EL ALTAR EN DONDE SE ORA POR EL REGRESO (Fragmento) Rubem Alves, Padre Nuestro. Meditaciones
Y
allí, justamente en el lugar de la ausencia, en donde las cosas que moran en mi mundo dejaron sus señales de partida, construyo un altar. Mi deseo dice que la partida es triste, que debería haber un reencuentro. Quisiera poder encerrar todo en mi abrazo, puestas de sol, pinos solitarios, Navidades tristes, oratorias, rostros, como si yo fuera un gran padre, una gran madre… Me gustaría que mis palabras fueran mágicas y que nada en el universo se perdiera.
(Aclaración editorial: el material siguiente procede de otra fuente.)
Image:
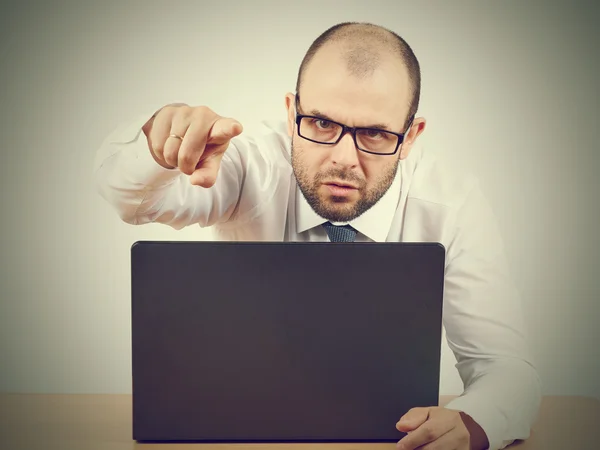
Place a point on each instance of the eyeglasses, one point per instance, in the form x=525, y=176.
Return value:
x=369, y=140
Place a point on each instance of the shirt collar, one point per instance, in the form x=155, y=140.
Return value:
x=374, y=223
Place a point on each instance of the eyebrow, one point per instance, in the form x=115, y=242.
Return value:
x=379, y=126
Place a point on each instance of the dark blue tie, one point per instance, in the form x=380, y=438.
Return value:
x=338, y=233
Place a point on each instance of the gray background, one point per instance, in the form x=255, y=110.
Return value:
x=510, y=91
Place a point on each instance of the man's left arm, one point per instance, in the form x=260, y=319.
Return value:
x=485, y=329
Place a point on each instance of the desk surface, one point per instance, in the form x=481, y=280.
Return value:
x=103, y=422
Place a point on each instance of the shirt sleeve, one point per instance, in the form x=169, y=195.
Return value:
x=485, y=329
x=141, y=191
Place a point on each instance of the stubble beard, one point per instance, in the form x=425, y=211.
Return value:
x=335, y=208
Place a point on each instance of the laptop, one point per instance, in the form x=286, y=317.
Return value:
x=283, y=342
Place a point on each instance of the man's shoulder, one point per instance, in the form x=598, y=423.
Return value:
x=437, y=179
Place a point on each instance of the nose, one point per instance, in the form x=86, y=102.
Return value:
x=345, y=153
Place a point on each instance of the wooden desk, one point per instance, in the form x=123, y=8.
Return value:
x=103, y=422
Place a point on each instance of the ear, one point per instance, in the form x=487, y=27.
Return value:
x=417, y=127
x=290, y=105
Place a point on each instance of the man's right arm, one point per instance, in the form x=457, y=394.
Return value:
x=148, y=176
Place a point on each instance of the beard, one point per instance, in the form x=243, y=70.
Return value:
x=337, y=208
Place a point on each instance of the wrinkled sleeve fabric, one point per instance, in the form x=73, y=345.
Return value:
x=141, y=191
x=485, y=328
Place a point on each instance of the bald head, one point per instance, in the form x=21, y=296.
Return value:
x=363, y=47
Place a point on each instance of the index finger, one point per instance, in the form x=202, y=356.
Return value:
x=428, y=432
x=193, y=145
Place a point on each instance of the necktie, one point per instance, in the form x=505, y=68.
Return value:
x=338, y=233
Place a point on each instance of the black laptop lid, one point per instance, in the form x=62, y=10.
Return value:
x=283, y=341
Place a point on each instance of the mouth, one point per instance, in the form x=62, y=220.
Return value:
x=340, y=184
x=340, y=189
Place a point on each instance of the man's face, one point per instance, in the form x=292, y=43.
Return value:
x=339, y=181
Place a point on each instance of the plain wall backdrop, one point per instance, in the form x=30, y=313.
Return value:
x=510, y=91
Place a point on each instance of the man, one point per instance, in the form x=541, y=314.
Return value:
x=345, y=167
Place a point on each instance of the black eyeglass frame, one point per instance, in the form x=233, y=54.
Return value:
x=352, y=131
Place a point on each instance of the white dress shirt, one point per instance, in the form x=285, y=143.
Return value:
x=256, y=198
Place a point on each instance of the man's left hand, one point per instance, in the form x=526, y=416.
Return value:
x=433, y=428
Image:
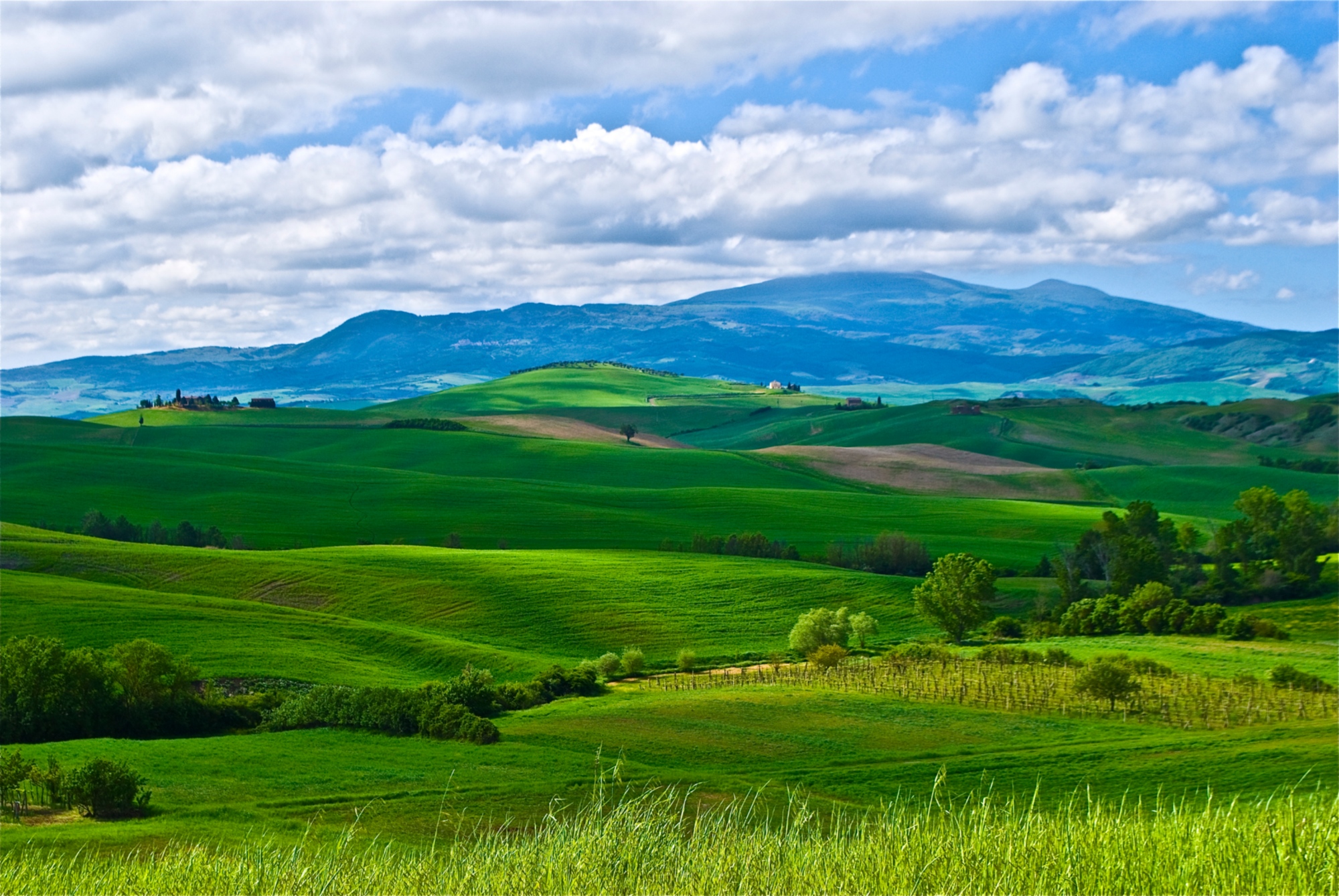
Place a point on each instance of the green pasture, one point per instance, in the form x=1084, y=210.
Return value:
x=281, y=503
x=1206, y=492
x=310, y=614
x=839, y=749
x=1050, y=434
x=453, y=454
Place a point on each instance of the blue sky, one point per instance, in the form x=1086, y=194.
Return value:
x=250, y=174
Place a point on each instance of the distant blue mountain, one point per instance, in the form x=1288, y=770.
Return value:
x=835, y=328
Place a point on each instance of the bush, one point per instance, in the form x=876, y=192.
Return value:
x=1298, y=680
x=1206, y=620
x=894, y=554
x=1238, y=629
x=106, y=788
x=828, y=656
x=819, y=628
x=918, y=652
x=1108, y=680
x=1005, y=628
x=633, y=661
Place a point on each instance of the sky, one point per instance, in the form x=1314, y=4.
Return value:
x=247, y=174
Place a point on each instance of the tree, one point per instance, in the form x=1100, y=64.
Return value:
x=864, y=626
x=819, y=628
x=149, y=673
x=105, y=788
x=1108, y=680
x=633, y=660
x=828, y=656
x=955, y=593
x=609, y=665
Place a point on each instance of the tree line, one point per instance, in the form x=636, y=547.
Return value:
x=886, y=554
x=456, y=709
x=183, y=535
x=101, y=788
x=141, y=691
x=1269, y=554
x=136, y=689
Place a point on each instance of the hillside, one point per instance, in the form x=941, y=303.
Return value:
x=836, y=328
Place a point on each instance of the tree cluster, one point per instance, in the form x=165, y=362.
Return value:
x=101, y=788
x=746, y=545
x=955, y=592
x=1270, y=553
x=456, y=709
x=136, y=689
x=183, y=535
x=886, y=554
x=823, y=628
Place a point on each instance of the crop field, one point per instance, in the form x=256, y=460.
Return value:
x=574, y=545
x=558, y=605
x=281, y=503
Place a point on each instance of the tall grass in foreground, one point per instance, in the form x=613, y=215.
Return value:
x=662, y=842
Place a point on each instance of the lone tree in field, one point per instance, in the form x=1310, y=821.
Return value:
x=1108, y=680
x=819, y=628
x=955, y=593
x=864, y=626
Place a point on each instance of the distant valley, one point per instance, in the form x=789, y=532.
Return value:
x=909, y=337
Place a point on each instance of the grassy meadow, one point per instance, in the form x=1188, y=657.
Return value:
x=350, y=584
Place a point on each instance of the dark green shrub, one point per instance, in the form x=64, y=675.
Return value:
x=609, y=665
x=106, y=790
x=479, y=731
x=828, y=656
x=1204, y=620
x=520, y=696
x=1238, y=629
x=1005, y=628
x=633, y=661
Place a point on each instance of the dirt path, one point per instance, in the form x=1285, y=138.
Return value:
x=566, y=428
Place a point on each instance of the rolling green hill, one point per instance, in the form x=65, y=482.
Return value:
x=511, y=610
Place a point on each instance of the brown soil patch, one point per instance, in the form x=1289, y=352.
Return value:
x=289, y=594
x=566, y=428
x=935, y=470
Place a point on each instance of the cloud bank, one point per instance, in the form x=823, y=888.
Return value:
x=120, y=234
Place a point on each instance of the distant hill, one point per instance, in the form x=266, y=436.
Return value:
x=1282, y=360
x=828, y=329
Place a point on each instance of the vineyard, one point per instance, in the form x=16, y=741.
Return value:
x=1162, y=696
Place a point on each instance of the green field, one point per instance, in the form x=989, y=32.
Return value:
x=353, y=586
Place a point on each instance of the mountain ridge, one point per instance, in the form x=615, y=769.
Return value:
x=913, y=328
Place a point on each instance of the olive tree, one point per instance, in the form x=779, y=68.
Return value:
x=864, y=626
x=819, y=628
x=955, y=593
x=1108, y=680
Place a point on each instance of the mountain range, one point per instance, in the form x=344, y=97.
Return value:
x=834, y=329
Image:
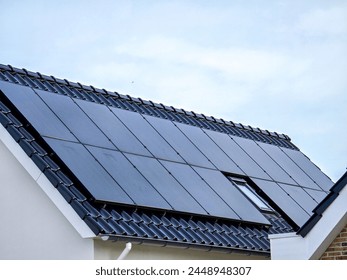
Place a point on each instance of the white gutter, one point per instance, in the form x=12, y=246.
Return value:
x=125, y=252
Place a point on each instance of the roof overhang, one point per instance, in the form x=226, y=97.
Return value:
x=317, y=240
x=45, y=184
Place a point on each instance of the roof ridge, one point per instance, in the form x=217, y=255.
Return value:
x=77, y=85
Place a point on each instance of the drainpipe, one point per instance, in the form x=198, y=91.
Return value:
x=125, y=252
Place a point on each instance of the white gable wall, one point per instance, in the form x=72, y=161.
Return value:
x=37, y=223
x=32, y=227
x=290, y=246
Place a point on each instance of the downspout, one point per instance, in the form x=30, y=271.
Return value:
x=125, y=252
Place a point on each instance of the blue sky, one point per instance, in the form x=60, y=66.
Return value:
x=277, y=65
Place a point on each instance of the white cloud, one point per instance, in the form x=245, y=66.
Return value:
x=331, y=21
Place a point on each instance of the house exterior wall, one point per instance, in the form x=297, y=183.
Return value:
x=338, y=248
x=108, y=250
x=32, y=227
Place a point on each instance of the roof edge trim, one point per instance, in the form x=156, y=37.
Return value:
x=78, y=85
x=323, y=205
x=46, y=186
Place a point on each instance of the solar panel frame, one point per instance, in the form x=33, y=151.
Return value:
x=288, y=206
x=147, y=135
x=169, y=188
x=197, y=187
x=36, y=112
x=88, y=171
x=75, y=119
x=209, y=148
x=186, y=149
x=251, y=148
x=309, y=168
x=113, y=128
x=129, y=178
x=243, y=161
x=243, y=208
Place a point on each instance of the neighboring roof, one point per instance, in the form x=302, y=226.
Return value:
x=53, y=119
x=316, y=235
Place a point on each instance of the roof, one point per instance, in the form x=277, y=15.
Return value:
x=139, y=170
x=323, y=205
x=316, y=235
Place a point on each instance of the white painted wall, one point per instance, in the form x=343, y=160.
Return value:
x=108, y=250
x=290, y=246
x=31, y=226
x=37, y=223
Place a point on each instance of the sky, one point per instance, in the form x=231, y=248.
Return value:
x=276, y=65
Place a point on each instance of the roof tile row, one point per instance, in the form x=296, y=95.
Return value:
x=77, y=90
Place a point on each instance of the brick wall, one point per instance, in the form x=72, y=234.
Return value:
x=338, y=248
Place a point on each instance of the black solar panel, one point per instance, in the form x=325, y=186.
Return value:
x=262, y=159
x=209, y=148
x=179, y=142
x=75, y=119
x=89, y=172
x=203, y=193
x=283, y=200
x=127, y=176
x=123, y=157
x=310, y=169
x=281, y=158
x=245, y=162
x=36, y=111
x=169, y=187
x=231, y=195
x=301, y=197
x=113, y=128
x=147, y=135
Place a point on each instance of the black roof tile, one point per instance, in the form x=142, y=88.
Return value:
x=128, y=222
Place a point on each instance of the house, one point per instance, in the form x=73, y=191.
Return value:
x=85, y=171
x=323, y=236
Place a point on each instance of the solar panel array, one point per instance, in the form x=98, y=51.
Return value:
x=125, y=157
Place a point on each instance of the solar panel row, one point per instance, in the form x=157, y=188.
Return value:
x=124, y=157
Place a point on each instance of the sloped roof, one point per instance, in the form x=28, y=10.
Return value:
x=323, y=205
x=135, y=169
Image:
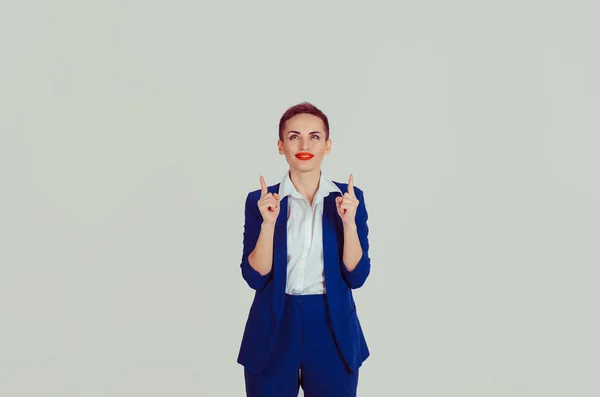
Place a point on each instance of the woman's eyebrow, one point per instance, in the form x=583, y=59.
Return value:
x=296, y=132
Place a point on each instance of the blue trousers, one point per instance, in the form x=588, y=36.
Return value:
x=304, y=354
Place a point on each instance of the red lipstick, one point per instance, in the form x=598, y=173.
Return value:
x=304, y=156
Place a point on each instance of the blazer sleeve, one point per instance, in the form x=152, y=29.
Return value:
x=252, y=227
x=357, y=277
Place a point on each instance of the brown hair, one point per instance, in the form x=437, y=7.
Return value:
x=304, y=107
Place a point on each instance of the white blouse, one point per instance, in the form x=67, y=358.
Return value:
x=305, y=237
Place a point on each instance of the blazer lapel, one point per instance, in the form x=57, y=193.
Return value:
x=280, y=257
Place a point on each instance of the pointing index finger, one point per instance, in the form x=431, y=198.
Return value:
x=263, y=186
x=351, y=185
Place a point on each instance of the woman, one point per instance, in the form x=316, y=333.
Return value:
x=305, y=247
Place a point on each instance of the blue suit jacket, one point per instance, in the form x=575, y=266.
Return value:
x=266, y=309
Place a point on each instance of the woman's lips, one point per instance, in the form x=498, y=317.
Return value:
x=304, y=156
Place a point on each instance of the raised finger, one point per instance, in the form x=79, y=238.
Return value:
x=351, y=185
x=263, y=186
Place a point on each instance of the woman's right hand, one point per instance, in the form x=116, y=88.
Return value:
x=268, y=204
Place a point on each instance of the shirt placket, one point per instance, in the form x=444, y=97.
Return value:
x=306, y=240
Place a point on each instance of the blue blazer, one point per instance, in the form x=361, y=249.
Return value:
x=266, y=309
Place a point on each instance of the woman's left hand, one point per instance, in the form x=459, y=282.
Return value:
x=347, y=204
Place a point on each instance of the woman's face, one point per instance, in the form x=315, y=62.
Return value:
x=304, y=133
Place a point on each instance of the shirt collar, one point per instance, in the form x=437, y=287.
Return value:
x=326, y=186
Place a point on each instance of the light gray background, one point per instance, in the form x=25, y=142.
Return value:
x=131, y=132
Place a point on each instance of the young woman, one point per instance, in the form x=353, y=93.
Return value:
x=305, y=248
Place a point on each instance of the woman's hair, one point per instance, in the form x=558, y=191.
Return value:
x=304, y=107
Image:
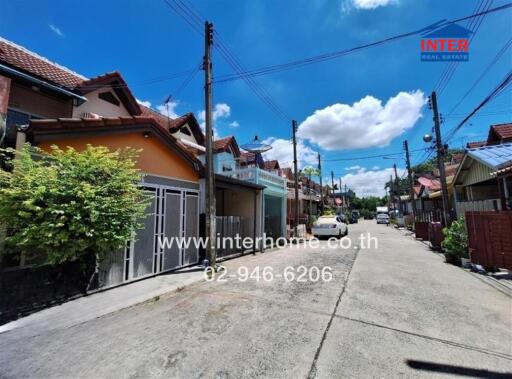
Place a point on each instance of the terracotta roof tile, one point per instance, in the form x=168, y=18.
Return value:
x=18, y=57
x=471, y=145
x=222, y=144
x=503, y=131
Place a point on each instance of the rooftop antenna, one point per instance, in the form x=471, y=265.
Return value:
x=256, y=146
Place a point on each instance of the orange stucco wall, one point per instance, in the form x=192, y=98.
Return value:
x=155, y=157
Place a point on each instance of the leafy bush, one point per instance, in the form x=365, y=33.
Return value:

Mis brazos son demasiado pequeños para una magia tan grande, y mi cuerpo se transforma entonces en ese lugar sagrado, altar, donde es pronunciado este nombre, símbolo de nuestra esperanza de una eterna juventud del universo. Entonces invoco tu nombre: Dios. No, no es la eterna caricia de la mano el gesto más tierno. Antes de la caricia tienen que estar estas palabras: “Te amo…”. Y es preciso que hayan sido oídas, aunque hayan sido palabras mudas. Porque amo, deseo repetir. Una sola vez no basta… Tu nombre es una declaración de amor al universo, mi bendición, mi gesto mágico… Aunque tú no existieras tu nombre estaría en mi boca… ¿Será que aquel que ama olvida el nombre de la amada porque ha partido, para jamás volver? ¿No sonarán sus poemas, en el dolor de la ausencia, todavía más bellos?